Your clinic may provide both of these services and desire to be ranked for both of them, but from the perspective of a patient seeking for only one of those services, this does not make sense.
It is quite difficult to meet the demands of both of those searchers on a single page, which is why it is necessary to divide both pages into two separate pages.
So how do I rank well for multiple keywords?
Here are some of the strategies you may use to optimize your pages so that they rank well for a variety of keywords. 1. Use of Headline Tags Make sure the title and headline are relevant, conversational, and original. Not recommended is something like “brush your teeth using your toothbrush and toothpaste.” That isn’t going to work. You’ll be hitting both keywords and creating an attention-grabbing headline if you state, “the absolute finest toothbrush and toothpaste, hand-picked from manufacturers we know and trust.” Consider your title and headline to be true advertisements for your product, designed to entice the reader to click.
- The act of repeating It makes no difference.
- As an orthodontist, make certain that the phrases orthodontics and braces appear on the page, in the title, the headline, and perhaps once or twice throughout the body of the article.
- Make certain that your pages contain relevant and optimized material that visitors will find valuable and that they will not be able to find anywhere else.

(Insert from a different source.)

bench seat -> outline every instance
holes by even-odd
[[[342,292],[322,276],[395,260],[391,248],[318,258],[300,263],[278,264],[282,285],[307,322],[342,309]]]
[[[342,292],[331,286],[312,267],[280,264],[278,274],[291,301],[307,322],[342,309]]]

Some of the methods you may use to build up your pages so that they rank well for a variety of keywords are outlined below. Using Headline Tags as a Starting Point 1. Make sure the title and headline are relevant, conversational, and imaginative. Doing anything like “teeth, toothbrush, toothpaste” is something you should avoid. But that is ineffective. In contrast, if you say something like “the absolute finest toothbrush and toothpaste, hand-picked from manufacturers we trust,” you’re targeting both keywords and creating an attention-grabbing headline.
The repetition of a concept It makes no difference It is important to incorporate keywords on your page, but search engines are not looking for the same term over and over again.
Nonetheless, even if you don’t get those results and only get them in the title and the headline, if you still have compelling content quality, excellent user and usage data metrics, and topic relevance — meaning the page is truly about orthodontics or braces — you’re doing it right, according to SEO experts.
Content that changes on a regular basis The most effective and simplest strategy to rank for many keywords is to ensure that your content is original.
Continue to keep your target audience in mind while you create content: you are writing for people first, but search engines must also grasp the message you are attempting to communicate, not the other way around.